You Have One New Death
by Sarah Beuhler
Now we find out when a friend dies because another friend joins a Facebook group called “Remembering R.A.”
As far as we know, R. A. is alive and well in South America, getting hammered every night at hostels and making friends, so we click on a link and see that somebody made a group for people to reminisce and post pictures about R.A.
This group now serves as a notification that a 25-year-old has died.
Now we frantically scan his Facebook page to see what his last post was, but he wasn’t a big Facebook user and the last thing he posted was an August 13 album called “Nueva Camera,” and a status update joking about how Lima was the foggiest place he’d ever seen.
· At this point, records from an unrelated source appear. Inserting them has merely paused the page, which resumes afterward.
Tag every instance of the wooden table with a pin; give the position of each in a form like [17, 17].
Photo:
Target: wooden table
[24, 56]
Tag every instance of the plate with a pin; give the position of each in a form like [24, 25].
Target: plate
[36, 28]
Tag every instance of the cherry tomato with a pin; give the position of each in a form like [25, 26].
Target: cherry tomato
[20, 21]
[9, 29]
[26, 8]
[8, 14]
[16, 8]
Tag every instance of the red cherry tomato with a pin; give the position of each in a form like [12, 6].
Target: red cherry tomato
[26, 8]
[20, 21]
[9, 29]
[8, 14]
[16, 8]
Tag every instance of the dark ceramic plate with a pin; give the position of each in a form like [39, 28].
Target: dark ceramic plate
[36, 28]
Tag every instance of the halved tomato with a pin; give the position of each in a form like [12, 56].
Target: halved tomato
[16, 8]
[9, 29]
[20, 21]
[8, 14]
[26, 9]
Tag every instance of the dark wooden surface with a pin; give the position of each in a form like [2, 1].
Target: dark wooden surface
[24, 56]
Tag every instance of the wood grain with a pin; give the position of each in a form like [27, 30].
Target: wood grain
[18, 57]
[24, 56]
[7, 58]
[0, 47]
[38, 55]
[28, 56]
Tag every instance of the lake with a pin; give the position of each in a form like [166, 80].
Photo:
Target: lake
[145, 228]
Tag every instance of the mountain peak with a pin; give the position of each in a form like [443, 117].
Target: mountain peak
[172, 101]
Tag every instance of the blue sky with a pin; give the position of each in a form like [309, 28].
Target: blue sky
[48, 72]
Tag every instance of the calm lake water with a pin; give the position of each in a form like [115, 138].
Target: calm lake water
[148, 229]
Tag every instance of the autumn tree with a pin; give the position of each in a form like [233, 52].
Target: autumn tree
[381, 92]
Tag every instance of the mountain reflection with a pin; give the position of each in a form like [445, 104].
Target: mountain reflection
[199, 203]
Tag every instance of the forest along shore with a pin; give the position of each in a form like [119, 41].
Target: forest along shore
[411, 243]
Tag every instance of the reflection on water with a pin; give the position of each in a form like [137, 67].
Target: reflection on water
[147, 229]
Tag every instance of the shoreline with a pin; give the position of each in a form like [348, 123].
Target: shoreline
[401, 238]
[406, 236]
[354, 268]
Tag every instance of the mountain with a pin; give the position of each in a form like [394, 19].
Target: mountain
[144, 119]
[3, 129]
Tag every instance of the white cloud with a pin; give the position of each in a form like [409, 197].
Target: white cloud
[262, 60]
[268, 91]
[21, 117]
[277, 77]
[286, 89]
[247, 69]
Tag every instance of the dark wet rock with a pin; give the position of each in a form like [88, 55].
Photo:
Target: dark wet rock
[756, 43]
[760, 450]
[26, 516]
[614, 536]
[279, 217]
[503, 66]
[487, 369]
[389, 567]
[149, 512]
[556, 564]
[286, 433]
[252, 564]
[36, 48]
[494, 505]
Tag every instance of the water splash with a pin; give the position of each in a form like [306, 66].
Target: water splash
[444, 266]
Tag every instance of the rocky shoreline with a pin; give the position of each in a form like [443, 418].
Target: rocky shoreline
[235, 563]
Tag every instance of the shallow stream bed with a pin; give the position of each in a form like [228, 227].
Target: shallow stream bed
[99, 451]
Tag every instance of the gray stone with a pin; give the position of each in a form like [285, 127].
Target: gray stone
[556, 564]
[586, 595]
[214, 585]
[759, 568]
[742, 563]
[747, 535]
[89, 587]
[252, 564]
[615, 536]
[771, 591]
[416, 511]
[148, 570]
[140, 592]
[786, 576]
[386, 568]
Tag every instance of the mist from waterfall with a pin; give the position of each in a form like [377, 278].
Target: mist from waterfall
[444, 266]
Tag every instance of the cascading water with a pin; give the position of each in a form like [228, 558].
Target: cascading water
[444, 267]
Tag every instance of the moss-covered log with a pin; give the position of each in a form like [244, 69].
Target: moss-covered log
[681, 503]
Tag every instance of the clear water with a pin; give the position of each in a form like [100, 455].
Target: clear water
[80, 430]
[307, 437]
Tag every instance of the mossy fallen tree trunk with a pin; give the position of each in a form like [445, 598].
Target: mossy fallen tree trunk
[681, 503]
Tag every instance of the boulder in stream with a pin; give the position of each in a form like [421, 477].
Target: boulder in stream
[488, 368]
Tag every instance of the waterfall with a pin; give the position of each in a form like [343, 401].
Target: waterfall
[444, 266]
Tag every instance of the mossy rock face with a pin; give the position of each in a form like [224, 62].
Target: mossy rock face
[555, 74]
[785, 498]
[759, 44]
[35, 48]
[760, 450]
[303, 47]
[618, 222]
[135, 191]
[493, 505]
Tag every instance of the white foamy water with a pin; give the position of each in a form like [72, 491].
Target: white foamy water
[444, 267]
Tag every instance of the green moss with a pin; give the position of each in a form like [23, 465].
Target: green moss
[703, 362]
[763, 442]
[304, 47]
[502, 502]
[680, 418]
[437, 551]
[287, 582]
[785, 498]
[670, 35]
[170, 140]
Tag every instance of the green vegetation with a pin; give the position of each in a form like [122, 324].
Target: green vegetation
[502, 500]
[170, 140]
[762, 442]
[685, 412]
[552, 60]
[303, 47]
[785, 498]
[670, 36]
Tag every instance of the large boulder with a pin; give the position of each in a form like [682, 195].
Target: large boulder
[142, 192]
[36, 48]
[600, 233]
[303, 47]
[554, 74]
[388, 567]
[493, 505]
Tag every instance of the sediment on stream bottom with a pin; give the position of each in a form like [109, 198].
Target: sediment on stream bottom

It is now August 20. He has been dead for one day.
Now we send a message of condolence to his girlfriend in Budapest offering the kind of well-meaning and empty support we can offer when we’re in Canada and she’s in Hungary.
She replies that although the separation has been hard that they’ll see each other in Melbourne in three months and asks how life is in Canada after being in Central America for six months, and do we miss the hotel we were managing down there.
Now we realize that she doesn’t know.
Now we dance nervously around our apartment in Canada covering our face with our hands, not wanting to be the one to tell her, not wanting to be that person again.
Now it’s three o’clock in the morning and we’re just home from work, with tears and snot running down our face while we cry quietly so the neighbors don’t wake up, but wanting the neighbours to hear and know that we’re in pain. And it’s not even our own pain. It’s hers and she’s in Budapest.
It’s ours because when we were 19 someone called us in a resort town while we were working at a deli to tell us that the boy we were in love with three months ago had died in a car wreck and drugs had been involved.
It’s ours because when we were 16 our casual friend in English class died of liver cancer and they announced it on the PA but our best friend missed the announcement and we had to tell her, and it was the worst feeling we’d ever had.
It’s ours because in 2004 our uncle called our mother at midnight to tell us that our dad had killed himself and there was no booze in the house.
It’s ours because we just broke the goddamn news somehow over Facebook.
Now we urgently tell her to call his parents.
Now we find the girl who started the damned group in the first place, who keeps posting pictures of her and R. last year — were they dating? Were they in love? On top of all this did R. have two girlfriends? Should we send her a message and ask?
None of this is our business.
Now the lines are all blurry.
Now we get the number of his mum in Melbourne and tell her to call it before she does anything else.
Now we can do nothing else.
Now we realize it’s always about us.
Now we feel relieved and then guilty that there’s nothing else we can do.
Now we get a message in our inbox the next day when we’re working. It’s just a link to a short article from a newspaper in Peru that shows a picture of an ambulance and a group of concerned Peruvians craning their necks somewhere to the back of it.
Turista muere en piscina.
Sarah Beuhler just got back from Guatemala and writes in Vancouver.